Бой на этом кончился. Остался позади ещё один лужок, перепаханный и умолкший, но снова свой. Взвод переговаривается в соседних окопах, команды нет, поэтому, осмотревшись, Федя снял с убитого фляжку и часы, всё шерсти клок. Дальше лежал офицер, тот интереснее по части документов и карт. Не говоря о пистолете системы вальтер и более шикарных часах, о портсигаре серебряном с зажигалкой, бинокле и прочем вознаграждении солдата за выигранный бой.
***
Сколько ж перебывало трофея этого в вещмешке за войну! И уплывало сколько! А фляжечка вот прижилась, ибо удобна в службе. Тёрлась об другой солдатский зад, про сидр давно забыла, двигалась на свою родину.
Разобравшись с тысячелетним рейхом, Федя выехал в теплушке на Дальний Восток. Громя Квантунскую группировку, опять уцелел. Из армии его за молодостью лет уволили только в пятьдесят четвёртом, к тому времени охладевшим к исторической науке. Увидел он за эти годы столько, что Ленинград почти не вспоминался. А вот Белыничи, напротив, свербели в душе неустанно. Так что первым своим гражданским делом он съездил на родину.
Приехал. Друть течёт светлая, как прежде, только церковь кучей кирпича и куполов лежит в овраге. Многих домов тоже нет на щербатых улицах. На месте Фединого дома незнакомые мужики строили школу. Отыскался довоенный зять-вдовец, уже опять женатый. Сводил его бывший зять в Задрутье, в рощу. Постояли там у плоской насыпи, сплошь заросшей напористой брусникой.
Вся Федина родня лежала здесь, отделённая от него тонким слоем песка. «Война, брат, – сказал бывший зять, – доставай свою фляжку».

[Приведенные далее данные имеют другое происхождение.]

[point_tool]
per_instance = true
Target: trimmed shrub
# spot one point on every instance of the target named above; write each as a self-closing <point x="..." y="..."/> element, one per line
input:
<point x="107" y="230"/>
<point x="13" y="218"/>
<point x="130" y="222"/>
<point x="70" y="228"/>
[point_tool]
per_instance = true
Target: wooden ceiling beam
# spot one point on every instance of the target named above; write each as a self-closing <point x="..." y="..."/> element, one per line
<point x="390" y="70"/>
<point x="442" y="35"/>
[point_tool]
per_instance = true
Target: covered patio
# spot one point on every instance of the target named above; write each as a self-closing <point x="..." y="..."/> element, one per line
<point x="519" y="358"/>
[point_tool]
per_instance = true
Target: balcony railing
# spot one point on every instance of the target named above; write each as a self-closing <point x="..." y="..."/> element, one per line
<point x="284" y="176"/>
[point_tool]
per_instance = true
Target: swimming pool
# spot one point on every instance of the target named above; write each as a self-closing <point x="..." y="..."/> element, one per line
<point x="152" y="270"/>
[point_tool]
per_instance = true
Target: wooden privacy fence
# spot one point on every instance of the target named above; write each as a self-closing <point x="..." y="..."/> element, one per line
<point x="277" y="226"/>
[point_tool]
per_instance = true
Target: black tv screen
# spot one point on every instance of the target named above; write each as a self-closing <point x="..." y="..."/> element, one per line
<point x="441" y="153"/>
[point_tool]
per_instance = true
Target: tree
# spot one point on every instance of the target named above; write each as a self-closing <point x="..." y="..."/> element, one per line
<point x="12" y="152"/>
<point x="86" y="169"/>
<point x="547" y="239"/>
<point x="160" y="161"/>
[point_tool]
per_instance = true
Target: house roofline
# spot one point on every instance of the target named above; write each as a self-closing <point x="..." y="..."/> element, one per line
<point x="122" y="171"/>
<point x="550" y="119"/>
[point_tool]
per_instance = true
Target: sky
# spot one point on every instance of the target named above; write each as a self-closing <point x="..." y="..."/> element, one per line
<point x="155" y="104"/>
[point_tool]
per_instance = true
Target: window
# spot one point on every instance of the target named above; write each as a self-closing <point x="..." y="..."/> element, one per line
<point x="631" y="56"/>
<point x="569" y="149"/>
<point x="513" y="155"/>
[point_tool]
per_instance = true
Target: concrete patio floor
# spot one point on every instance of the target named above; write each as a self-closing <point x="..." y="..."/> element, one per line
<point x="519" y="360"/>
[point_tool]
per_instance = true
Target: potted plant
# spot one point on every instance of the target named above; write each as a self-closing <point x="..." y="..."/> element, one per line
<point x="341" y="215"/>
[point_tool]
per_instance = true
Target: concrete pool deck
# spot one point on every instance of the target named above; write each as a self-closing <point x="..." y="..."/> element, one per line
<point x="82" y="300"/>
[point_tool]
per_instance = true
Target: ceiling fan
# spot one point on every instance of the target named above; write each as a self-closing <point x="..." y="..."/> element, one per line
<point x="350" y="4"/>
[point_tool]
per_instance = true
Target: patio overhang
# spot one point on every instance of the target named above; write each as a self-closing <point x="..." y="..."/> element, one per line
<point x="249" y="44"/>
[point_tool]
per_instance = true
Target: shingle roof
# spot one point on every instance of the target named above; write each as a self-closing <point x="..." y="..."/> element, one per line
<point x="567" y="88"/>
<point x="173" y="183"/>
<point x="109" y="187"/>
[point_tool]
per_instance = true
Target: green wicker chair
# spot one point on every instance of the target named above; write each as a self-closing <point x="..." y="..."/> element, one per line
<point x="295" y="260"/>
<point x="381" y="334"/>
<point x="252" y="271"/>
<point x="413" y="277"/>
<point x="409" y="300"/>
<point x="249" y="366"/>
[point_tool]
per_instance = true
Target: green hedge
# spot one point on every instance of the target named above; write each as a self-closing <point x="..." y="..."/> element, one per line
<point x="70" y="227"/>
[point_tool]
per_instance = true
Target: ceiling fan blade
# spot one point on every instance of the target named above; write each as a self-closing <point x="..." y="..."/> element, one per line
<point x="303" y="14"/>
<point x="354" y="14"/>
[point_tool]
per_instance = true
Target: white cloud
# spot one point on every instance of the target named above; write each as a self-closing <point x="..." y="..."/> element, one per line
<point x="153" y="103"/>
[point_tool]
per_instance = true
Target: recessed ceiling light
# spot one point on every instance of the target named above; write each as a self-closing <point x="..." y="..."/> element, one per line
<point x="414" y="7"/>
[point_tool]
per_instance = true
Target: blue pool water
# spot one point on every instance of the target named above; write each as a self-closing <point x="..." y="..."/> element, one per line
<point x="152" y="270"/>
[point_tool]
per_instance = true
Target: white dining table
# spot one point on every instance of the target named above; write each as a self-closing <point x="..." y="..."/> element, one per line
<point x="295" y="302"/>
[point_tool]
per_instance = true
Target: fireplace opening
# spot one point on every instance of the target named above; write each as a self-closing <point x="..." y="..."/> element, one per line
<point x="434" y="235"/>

Давно стёрлась краска на ней. Стала фляжка серебряная, а до сих пор читается на донышке: Siemens & Halske. И на крышечке, вокруг свастики: Gott mit uns. И на выпуклом боку, много крупнее прочего, на фронте Фёдором вырезанное змейкой «За Родину, за Сталина!» Из-за последней так и не были выкинуты остальные надписи, с фляжкой вместе.
***
– Ловко выпиваете, – сказала Ираида Андреевна. – Супруга сильно огорчается?
– Чем? – насторожился Фёдор.
– Выпиваете сильно, говорю?
– Не выше нормы. Безобразий вообще не люблю, себя тем более не допускаю. – От крышечек, на вид незначительных, Фёдор хмелел на глазах. – А если Анна огорчается, сама и виновата. Не надо мужа с работы уводить.
– В получку, что ли? – без труда догадалась Ираида Андреевна.
– В аванс тоже. А когда я нажирался? Норму соблюдаю. Ни граммом больше. Но и не меньше!
– А специальность у вас?
– Краснодеревщик. На весь Таврай один. Нет такого клиента, чтоб мне не поставил за руки золотые. Не выпьешь – пожизненно обидишь человека. Я так не могу.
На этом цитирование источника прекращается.